Tlenek węgla, zwany potocznie czadem, jest bardzo trudny do wykrycia. Ze względu na bezwonność oraz bezbarwność nie można go wyczuć samym nosem. Niezbędna jest specjalistyczna aparatura. Czad powstaje w efekcie niepełnego spalania, gdy jest zbyt mało tlenu. Często towarzyszy temu zła regulacja palnika lub pieca.
- Nie ma zasady, gdzie tego typu usterki występują. Pojawiają się zarówno w starych kamienicach jak i nowych domach. Problemem są zbyt szczelne okna. Dawniej ludzie używali mniej szczelnych, drewnianych okien. Rekompensowało to braki w cyrkulacji powietrza.
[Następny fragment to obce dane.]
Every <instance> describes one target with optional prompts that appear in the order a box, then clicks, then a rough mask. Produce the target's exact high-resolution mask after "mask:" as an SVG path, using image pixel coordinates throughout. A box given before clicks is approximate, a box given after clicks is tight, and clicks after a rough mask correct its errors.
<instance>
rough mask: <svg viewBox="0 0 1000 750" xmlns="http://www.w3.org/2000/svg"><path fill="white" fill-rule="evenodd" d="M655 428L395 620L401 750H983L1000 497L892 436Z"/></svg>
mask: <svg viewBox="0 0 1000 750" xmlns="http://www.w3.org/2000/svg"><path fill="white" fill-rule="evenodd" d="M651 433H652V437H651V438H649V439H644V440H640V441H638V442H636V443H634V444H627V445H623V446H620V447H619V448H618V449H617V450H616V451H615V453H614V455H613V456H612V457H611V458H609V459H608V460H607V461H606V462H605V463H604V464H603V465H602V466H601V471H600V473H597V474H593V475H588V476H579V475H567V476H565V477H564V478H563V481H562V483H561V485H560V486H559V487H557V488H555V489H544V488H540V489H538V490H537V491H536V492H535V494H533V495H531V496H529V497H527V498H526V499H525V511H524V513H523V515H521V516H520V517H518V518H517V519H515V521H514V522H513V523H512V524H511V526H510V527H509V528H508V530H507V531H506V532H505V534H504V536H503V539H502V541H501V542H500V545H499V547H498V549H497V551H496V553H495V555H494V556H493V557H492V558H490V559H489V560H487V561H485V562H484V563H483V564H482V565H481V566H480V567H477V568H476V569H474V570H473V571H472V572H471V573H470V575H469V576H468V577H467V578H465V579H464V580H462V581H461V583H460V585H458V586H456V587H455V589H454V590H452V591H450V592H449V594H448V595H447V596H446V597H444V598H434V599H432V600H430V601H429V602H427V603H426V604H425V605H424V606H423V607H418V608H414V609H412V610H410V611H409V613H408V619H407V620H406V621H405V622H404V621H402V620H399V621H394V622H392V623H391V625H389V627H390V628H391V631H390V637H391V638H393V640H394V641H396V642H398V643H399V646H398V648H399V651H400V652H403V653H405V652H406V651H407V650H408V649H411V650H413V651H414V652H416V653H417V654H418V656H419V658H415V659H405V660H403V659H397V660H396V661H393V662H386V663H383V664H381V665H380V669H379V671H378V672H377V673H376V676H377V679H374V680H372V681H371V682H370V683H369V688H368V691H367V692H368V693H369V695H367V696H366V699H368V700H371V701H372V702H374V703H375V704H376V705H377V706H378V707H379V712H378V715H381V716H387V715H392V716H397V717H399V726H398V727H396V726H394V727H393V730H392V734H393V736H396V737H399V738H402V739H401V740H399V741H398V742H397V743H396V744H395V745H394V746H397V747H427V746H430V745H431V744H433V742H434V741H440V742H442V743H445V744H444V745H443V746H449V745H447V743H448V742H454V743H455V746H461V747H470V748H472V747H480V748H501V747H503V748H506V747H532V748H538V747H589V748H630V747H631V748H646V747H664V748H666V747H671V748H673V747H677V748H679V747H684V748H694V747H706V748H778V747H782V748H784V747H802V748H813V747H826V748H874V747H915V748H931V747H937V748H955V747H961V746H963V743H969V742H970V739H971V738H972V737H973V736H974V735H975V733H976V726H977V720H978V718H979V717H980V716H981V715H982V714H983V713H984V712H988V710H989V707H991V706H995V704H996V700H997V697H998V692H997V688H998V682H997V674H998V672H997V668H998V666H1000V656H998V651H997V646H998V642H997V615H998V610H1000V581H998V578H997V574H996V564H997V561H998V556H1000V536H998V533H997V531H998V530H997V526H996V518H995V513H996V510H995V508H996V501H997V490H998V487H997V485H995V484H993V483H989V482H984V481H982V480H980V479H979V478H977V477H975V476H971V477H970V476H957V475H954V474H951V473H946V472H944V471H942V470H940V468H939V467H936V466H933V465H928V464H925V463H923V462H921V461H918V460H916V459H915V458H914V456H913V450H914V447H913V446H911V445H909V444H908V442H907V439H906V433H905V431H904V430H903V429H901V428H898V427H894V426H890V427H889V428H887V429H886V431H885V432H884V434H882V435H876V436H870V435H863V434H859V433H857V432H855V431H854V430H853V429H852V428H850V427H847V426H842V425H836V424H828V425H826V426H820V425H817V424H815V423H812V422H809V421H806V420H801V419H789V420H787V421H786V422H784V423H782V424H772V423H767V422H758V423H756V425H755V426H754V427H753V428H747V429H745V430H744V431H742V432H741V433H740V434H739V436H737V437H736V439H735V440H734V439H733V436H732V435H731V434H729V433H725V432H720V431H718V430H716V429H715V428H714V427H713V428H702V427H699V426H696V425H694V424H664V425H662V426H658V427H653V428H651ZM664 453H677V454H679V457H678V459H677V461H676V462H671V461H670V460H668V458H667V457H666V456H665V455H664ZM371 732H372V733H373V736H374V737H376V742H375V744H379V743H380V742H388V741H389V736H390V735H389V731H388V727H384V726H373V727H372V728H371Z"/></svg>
Zbyt szczelne okna są przyczyną większości podtruć – dodaje Pieścikowski.
Czad stanowi poważne zagrożenie dla życia i zdrowia człowieka, ponieważ dostaje się do organizmu człowieka przez układ oddechowy. Bardzo szybko i sprawnie łączy się z hemoglobiną. Tym samym blokuje dopływ tlenu. Jest to szczególnie niebezpieczne dla osób znajdujących się w zamkniętych pomieszczeniach. Bardzo trudno jest rozpoznać zatrucie gazem po wstępnych objawach. Pierwszymi niepokojącymi sygnałami są bóle i zawroty głowy, zmęczenie oraz trudności z oddychaniem. Jeżeli jednak zostaną zbagatelizowane, wówczas może dojść nawet do śmierci.
- Strażacy z Gdańska od września 2014 do stycznia 2015 roku wyjechali 23 razy do wezwań związanych z podtruciami tlenkiem węgla — mówi Wirtualnej Polsce bryg. Jakub Zambrzycki, Zastępca Komendanta Miejskiego PSP w Gdańsku.
Statystyki Państwowej Straży Pożarnej są nieubłagane. Wynika z nich, że od rozpoczęcia sezonu grzewczego do połowy stycznia, wskutek zaczadzenia zmarło już 37 osób, a ponad tysiąc zostało rannych lub uległo podtruciu.